Every afternoon, we get an email called the Chart of the Day from the Silicon Alley Insider, a unit of the larger content publisher Business Insider. This chart is always current, relevant, topical, and easy to digest in under a minute. A minute is about the amount of time that we give it each day, but we remember these charts, and the simple points they make, and find ourselves referring back to them often.

Brand Success Factors

These charts tell a simple story, visually, relevantly, and succinctly. They tell us who is responsible for the most bandwidth usage on the Internet (Netflix by far), where Apple’s astounding revenues come from (iPhone more than 50%) and who pays the most for software developers (Facebook, $110K). They never try to do any more beyond connecting the reader to a deeper article in which he or she may be interested.
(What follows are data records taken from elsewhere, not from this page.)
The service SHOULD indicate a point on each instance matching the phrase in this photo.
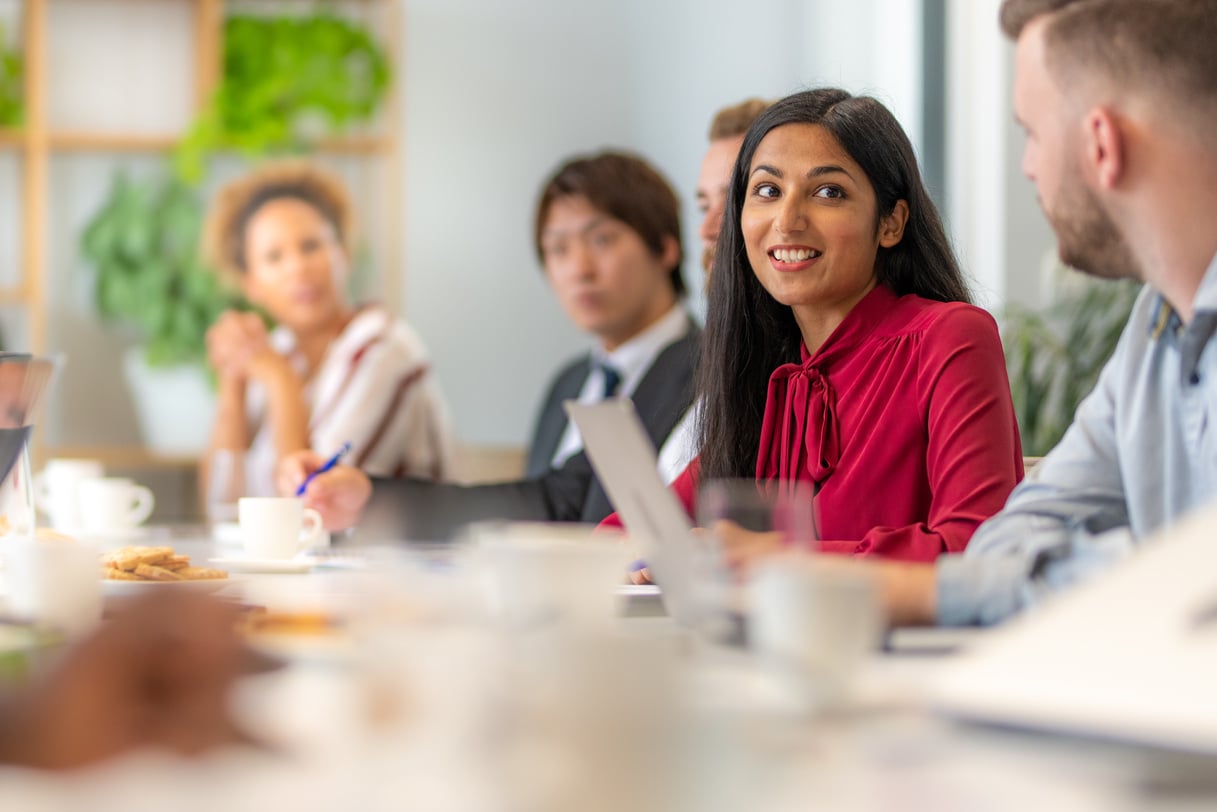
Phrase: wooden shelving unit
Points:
(38, 141)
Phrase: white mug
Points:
(56, 490)
(278, 527)
(112, 504)
(540, 574)
(813, 626)
(54, 582)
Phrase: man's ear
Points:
(891, 228)
(1105, 146)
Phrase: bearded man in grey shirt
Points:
(1119, 102)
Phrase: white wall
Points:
(497, 94)
(498, 91)
(999, 233)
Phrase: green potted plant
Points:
(287, 80)
(1054, 356)
(12, 76)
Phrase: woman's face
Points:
(808, 222)
(295, 266)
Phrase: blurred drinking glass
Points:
(784, 508)
(225, 485)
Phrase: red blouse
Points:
(902, 420)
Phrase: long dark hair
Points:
(747, 332)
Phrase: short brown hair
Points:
(626, 188)
(1166, 49)
(735, 119)
(1015, 15)
(237, 202)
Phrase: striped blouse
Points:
(375, 390)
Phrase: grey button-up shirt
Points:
(1140, 453)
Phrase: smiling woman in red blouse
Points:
(841, 350)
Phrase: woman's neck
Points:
(312, 345)
(818, 322)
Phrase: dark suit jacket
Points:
(551, 421)
(422, 510)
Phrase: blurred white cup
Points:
(113, 504)
(278, 527)
(55, 582)
(56, 490)
(539, 574)
(813, 626)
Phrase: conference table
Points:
(410, 695)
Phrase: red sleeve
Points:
(685, 487)
(974, 457)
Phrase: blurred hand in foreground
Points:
(908, 591)
(338, 494)
(157, 673)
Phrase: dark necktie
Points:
(612, 380)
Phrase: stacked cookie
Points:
(153, 564)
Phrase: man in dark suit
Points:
(607, 233)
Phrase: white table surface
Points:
(427, 705)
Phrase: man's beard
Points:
(1087, 238)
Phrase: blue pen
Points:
(330, 463)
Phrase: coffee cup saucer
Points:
(241, 563)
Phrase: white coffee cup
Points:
(55, 582)
(56, 490)
(113, 504)
(813, 625)
(544, 574)
(278, 527)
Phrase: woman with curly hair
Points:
(330, 371)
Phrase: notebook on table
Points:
(623, 458)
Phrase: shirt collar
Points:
(1164, 320)
(633, 358)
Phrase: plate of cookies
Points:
(133, 569)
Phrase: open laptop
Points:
(1131, 655)
(624, 459)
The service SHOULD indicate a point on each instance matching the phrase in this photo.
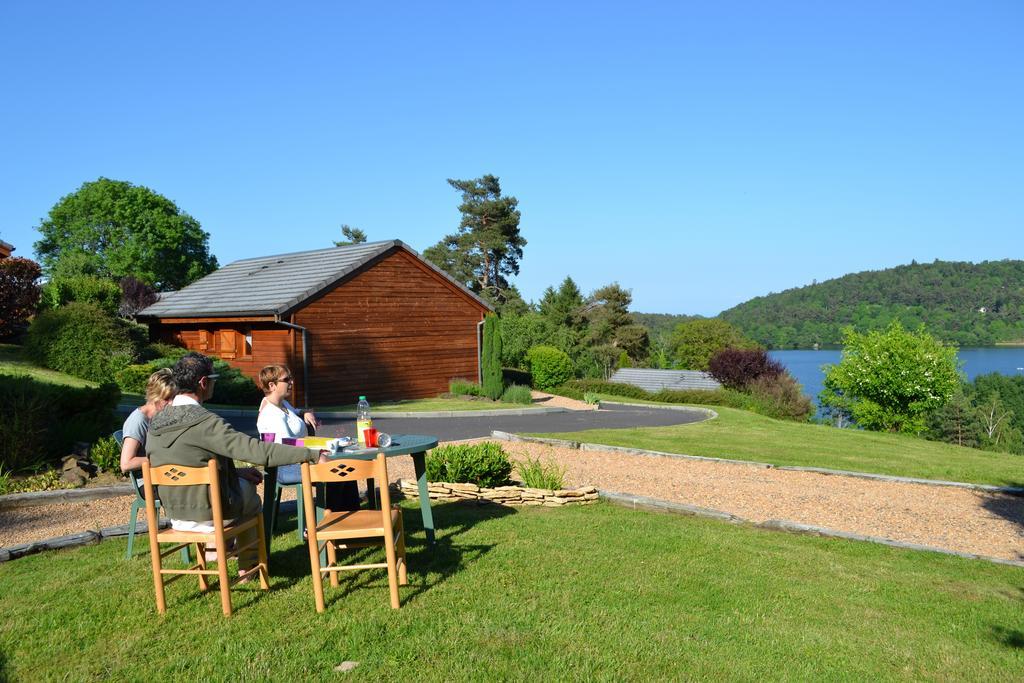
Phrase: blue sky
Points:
(698, 154)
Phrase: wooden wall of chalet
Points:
(396, 330)
(270, 344)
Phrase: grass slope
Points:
(11, 363)
(743, 435)
(538, 594)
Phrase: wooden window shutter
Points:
(225, 346)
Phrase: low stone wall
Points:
(440, 491)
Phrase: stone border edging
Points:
(37, 498)
(656, 505)
(244, 412)
(513, 496)
(580, 445)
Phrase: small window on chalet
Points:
(226, 343)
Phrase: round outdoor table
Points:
(401, 444)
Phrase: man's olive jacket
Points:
(190, 435)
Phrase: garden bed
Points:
(440, 491)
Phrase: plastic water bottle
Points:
(363, 420)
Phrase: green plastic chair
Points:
(138, 505)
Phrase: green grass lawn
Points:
(744, 435)
(11, 363)
(583, 593)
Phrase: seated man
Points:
(185, 433)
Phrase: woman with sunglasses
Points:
(279, 418)
(275, 415)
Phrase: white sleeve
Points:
(274, 421)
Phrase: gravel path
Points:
(957, 519)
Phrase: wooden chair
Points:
(176, 475)
(361, 528)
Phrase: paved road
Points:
(450, 429)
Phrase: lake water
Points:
(806, 366)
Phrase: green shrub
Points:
(549, 366)
(461, 387)
(537, 474)
(41, 422)
(62, 290)
(779, 396)
(132, 379)
(48, 480)
(233, 388)
(82, 340)
(491, 363)
(105, 454)
(161, 350)
(483, 464)
(517, 394)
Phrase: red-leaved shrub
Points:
(736, 368)
(18, 293)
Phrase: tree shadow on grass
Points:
(1009, 507)
(429, 565)
(1009, 637)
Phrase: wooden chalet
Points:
(372, 319)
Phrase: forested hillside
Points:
(659, 326)
(970, 304)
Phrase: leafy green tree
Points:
(353, 236)
(492, 360)
(519, 334)
(564, 322)
(113, 228)
(956, 422)
(610, 329)
(487, 247)
(693, 343)
(891, 380)
(998, 432)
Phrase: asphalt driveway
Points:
(451, 429)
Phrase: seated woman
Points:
(159, 391)
(279, 418)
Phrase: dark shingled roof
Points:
(274, 285)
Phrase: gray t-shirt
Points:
(136, 426)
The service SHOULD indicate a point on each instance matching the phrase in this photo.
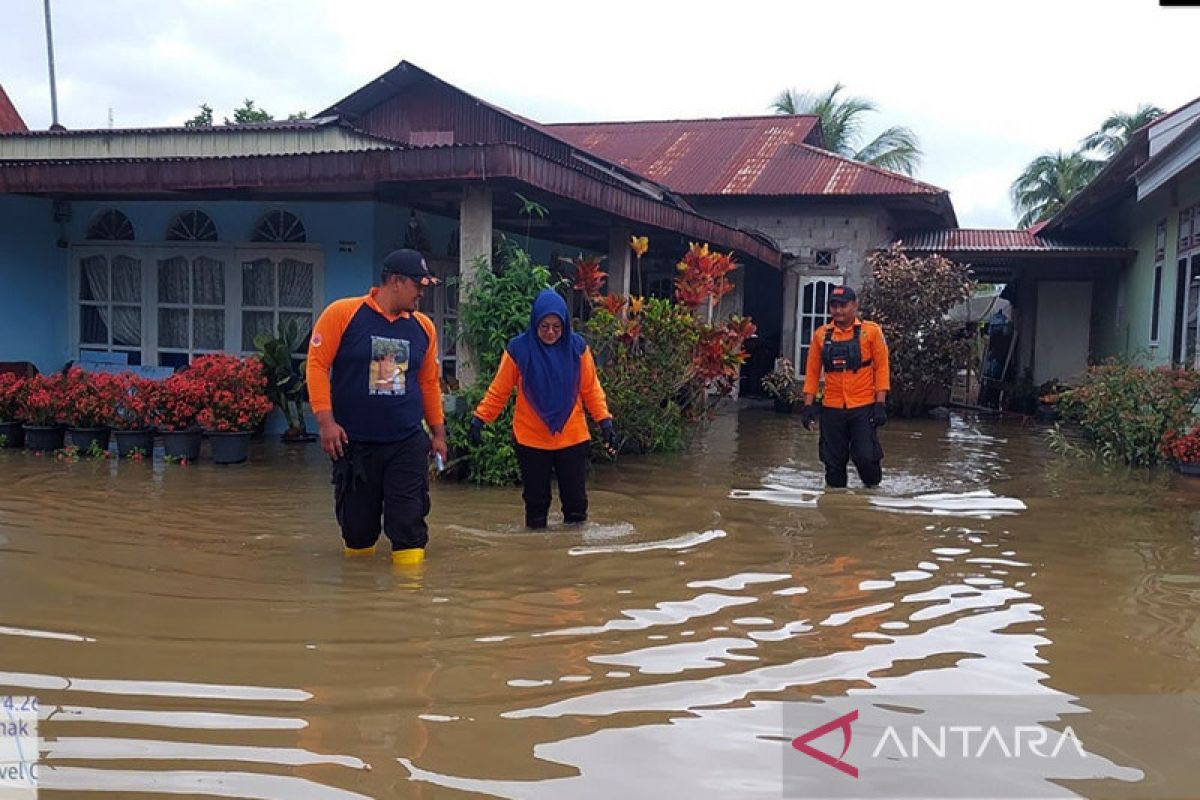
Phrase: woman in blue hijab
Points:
(555, 376)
These Charts of the Day, while highly focused and specific, represent a clear, relevant and engaging promise­ – one that can be delivered every day with consistency. Each chart tells different brand success stories, but the overall promise, of a quickly digestible snapshot into the business of technology, is fulfilled every time.

It is a helpful exercise to look at brands like this, and to consider the questions, “What is the promise we can make with our brand that gives us the flexibility to deliver over time, and the challenge to continue to fulfill customer expectations?” and “How can my brand deliver on its promise in a clear, relevant and engaging way, every day?” and, in this particular case, “If I had only one minute to deliver value to my customers, what would I say?” When brands get this right, customers recognize, appreciate and remember the value they create.